Mr. Williams' allegations about McMaster [are] on par a par with UFO reports and JFK conspiracy theories...that notion that because there are people on faculty from Egypt that McMaster is then a haven for terrorism is not only logically offensive, it smack of racism.
— Lawyer Peter Downard

In October, FBI consultant Paul L. Williams wrote a book Dunces of Doomsday in which he claimed that Amer el-Maati, Adnan Shukrijumah, Jaber A. Elbaneh and Anas al-Liby had all been seen around Hamilton, Ontario the previous year, and that Shukrijumah had been seen at McMaster University where he "wasted no time in gaining access to the nuclear reactor and stealing more than 180 pounds of nuclear material for the creation of radiological bombs". He was subsequently sued by the University for libel, as there was no evidence to support these allegations. The publisher later apologized for allowing Williams to print statements which "were without basis in fact".

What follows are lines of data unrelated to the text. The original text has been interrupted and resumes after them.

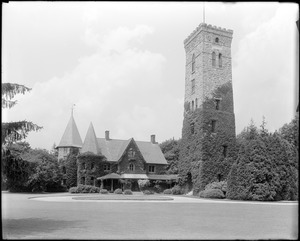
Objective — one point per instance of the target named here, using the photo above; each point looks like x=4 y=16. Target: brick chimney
x=107 y=135
x=153 y=139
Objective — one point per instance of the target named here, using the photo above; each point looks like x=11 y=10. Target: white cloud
x=113 y=89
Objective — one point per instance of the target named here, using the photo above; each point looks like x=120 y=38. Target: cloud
x=114 y=88
x=263 y=78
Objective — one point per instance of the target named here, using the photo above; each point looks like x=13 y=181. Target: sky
x=122 y=64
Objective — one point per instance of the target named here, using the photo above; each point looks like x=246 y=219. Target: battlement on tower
x=209 y=28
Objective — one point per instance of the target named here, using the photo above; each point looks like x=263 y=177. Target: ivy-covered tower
x=208 y=133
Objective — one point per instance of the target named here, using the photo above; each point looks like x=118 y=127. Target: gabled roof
x=113 y=150
x=90 y=142
x=71 y=137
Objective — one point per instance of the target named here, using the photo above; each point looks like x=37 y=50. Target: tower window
x=193 y=86
x=225 y=150
x=193 y=63
x=220 y=60
x=217 y=104
x=131 y=167
x=192 y=128
x=213 y=126
x=213 y=59
x=151 y=169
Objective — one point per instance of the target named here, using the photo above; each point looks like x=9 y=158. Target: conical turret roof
x=90 y=142
x=71 y=137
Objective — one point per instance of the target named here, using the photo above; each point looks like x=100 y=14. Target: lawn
x=32 y=219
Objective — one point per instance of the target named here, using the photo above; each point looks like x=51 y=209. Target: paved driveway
x=58 y=217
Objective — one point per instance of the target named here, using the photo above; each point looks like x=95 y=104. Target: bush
x=212 y=193
x=118 y=191
x=176 y=190
x=148 y=192
x=127 y=192
x=73 y=190
x=103 y=191
x=168 y=191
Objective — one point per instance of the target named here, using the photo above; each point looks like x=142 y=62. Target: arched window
x=220 y=60
x=193 y=63
x=213 y=59
x=131 y=167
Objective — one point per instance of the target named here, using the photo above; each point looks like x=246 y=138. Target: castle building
x=108 y=162
x=208 y=133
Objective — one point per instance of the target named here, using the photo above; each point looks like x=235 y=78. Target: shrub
x=73 y=190
x=212 y=193
x=103 y=191
x=176 y=190
x=127 y=192
x=118 y=191
x=168 y=191
x=148 y=192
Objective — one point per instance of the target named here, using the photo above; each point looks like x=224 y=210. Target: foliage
x=170 y=149
x=176 y=190
x=212 y=193
x=202 y=157
x=266 y=169
x=127 y=192
x=290 y=132
x=47 y=175
x=103 y=191
x=167 y=191
x=118 y=191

Around this time, the FBI had received a tip that a couple resembling el-Maati and Aafia Siddiqui had been seen filming tourist sites around Niagara Falls.

In January 2004, State Security officials in Giza, Egypt again interrogated his brother Ahmad, demanding to know where Amer was hiding. On January 12, 2004, State Security offered to release Ahmad to his family if they would give up the location of Amer. Their mother protested that she didn't know where Amer was, and Ahmad was released the following day.

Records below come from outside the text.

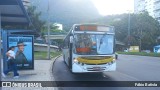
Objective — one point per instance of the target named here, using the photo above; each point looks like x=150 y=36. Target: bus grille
x=96 y=69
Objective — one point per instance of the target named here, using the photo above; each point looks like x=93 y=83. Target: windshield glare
x=94 y=44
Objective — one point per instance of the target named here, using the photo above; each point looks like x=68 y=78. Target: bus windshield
x=97 y=44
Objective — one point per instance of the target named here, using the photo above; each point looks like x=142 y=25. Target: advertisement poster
x=23 y=50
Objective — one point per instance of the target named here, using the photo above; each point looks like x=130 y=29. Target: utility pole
x=140 y=41
x=0 y=39
x=48 y=27
x=129 y=36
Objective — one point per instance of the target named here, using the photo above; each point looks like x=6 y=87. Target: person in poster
x=12 y=66
x=24 y=51
x=20 y=56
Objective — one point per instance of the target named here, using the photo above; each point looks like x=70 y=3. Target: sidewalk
x=42 y=72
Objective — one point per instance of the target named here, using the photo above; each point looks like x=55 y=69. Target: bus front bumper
x=77 y=68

On May 26, 2004, United States Attorney General John Ashcroft and FBI Director Robert Mueller announced that reports indicated that el-Maati was one of seven Al-Qaeda members who were planning a terrorist action for the summer or fall of 2004. Others listed on that date were Ahmed Khalfan Ghailani, Fazul Abdullah Mohammed, Aafia Siddiqui, Adam Yahiye Gadahn, Abderraouf Jdey, and Adnan Gulshair el Shukrijumah. The announcement prompted Canadian Prime Minister Paul Martin to announce that neither el-Maati nor Abderraouf Jdey had been in the country in "a while". American Democrats labeled the warning "suspicious" and said it was held solely to divert attention from President Bush's plummeting poll numbers and to push the failings of the Invasion of Iraq off the front page. CSIS director Reid Morden voiced similar concerns, saying it seemed more like "election year" politics, than an actual threat – and The New York Times pointed out that one day before the announcement, they had been told by the Department of Homeland Security that there were no current risks.

On August 21, 2004, The Inquirer and Mirror newspaper reported a "possible sighting" of Amer at the Nantucket Memorial Airport, and his photo was distributed to local security and transit workers.

That year, his family reported hearing rumors that Amer had been killed in the opening months of the Afghanistan War three years earlier.

In May 2005, the Canadian Security Intelligence Service again visited the el-Maati family, demanding to know where Amer was hiding and suggesting that his family should persuade him to turn himself into Canadian authorities rather than risk worse treatment at the hands of Afghan, Pakistani or American captors, to which they protested that they had not heard from him in five years.